Pourtant, ce haut-fonctionnaire a révélé que le mois dernier, l'Iran avait rejeté la proposition de M. Solana d'un gel d'un mois, pendant lequel les Iraniens resteraient au niveau présent d'installation de centrifugeuses, en échange de la suspension des projets d'une troisième résolution onusienne.

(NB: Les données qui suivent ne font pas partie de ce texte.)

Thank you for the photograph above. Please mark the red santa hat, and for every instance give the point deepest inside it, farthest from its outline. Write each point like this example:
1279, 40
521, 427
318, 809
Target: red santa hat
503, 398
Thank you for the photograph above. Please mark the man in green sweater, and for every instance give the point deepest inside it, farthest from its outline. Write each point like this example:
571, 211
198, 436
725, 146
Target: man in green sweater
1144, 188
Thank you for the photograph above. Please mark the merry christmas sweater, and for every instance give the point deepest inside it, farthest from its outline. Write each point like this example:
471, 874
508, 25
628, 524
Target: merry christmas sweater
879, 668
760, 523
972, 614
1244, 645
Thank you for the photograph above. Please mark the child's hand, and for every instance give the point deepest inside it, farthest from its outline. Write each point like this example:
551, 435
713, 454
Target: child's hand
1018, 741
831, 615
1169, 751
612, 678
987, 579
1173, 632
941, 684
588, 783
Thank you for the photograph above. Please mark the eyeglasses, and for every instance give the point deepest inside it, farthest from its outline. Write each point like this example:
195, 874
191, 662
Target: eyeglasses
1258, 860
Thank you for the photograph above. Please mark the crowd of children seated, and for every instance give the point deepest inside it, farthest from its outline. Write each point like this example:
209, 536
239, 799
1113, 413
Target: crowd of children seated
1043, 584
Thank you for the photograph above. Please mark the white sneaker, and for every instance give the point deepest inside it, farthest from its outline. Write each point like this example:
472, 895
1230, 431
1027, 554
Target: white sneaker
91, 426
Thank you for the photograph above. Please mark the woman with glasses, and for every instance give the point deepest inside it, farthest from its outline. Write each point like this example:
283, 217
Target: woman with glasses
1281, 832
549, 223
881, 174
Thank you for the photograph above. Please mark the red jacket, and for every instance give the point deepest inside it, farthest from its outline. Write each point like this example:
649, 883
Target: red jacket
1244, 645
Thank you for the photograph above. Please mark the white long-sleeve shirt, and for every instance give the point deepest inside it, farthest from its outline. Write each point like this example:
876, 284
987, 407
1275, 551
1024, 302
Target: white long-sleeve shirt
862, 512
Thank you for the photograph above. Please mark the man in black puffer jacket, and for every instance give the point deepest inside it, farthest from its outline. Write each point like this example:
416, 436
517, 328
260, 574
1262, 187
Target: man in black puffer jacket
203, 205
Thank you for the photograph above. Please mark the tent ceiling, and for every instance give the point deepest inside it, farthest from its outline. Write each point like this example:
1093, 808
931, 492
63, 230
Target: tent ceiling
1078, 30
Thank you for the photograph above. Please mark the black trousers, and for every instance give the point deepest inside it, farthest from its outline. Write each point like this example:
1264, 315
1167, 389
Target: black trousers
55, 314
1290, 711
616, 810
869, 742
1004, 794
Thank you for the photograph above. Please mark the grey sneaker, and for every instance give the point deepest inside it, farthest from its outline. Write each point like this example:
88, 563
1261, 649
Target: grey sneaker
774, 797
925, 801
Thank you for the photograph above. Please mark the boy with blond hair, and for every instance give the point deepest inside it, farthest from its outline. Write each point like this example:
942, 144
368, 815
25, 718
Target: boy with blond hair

Le ministre des affaires étrangères iranien, Manouchehr Mottaki, a déclaré lundi dernier que des nouvelles sanctions contre l'Iran signifieraient "une confrontation" avec l'Iran, tandis que le haut fonctionnaire a dit que l'Iran serait "tenté de faire des choses illégales". Il n'en a pas dit plus. L'Iran pense que la proposition pour un consortium international est la meilleure option pour mettre fin au blocage, mais il a aussi proposé le stationnement permanent d'inspecteurs de l'ONU et même des "centrifugeuses intelligentes" qui explosent lorsque l'uranium est enrichi au-delà d'un certain pourcentage.

Les Iraniens pensent qu'ils ont la main, avec les Américains qui sont coincés en Irak. "La capacité de l'Iran est une réalité, les sanctions ne peuvent pas marcher, l'option militaire est impensable. La seule voie est d'entamer des négociations avec l'Iran," a déclaré cet officiel.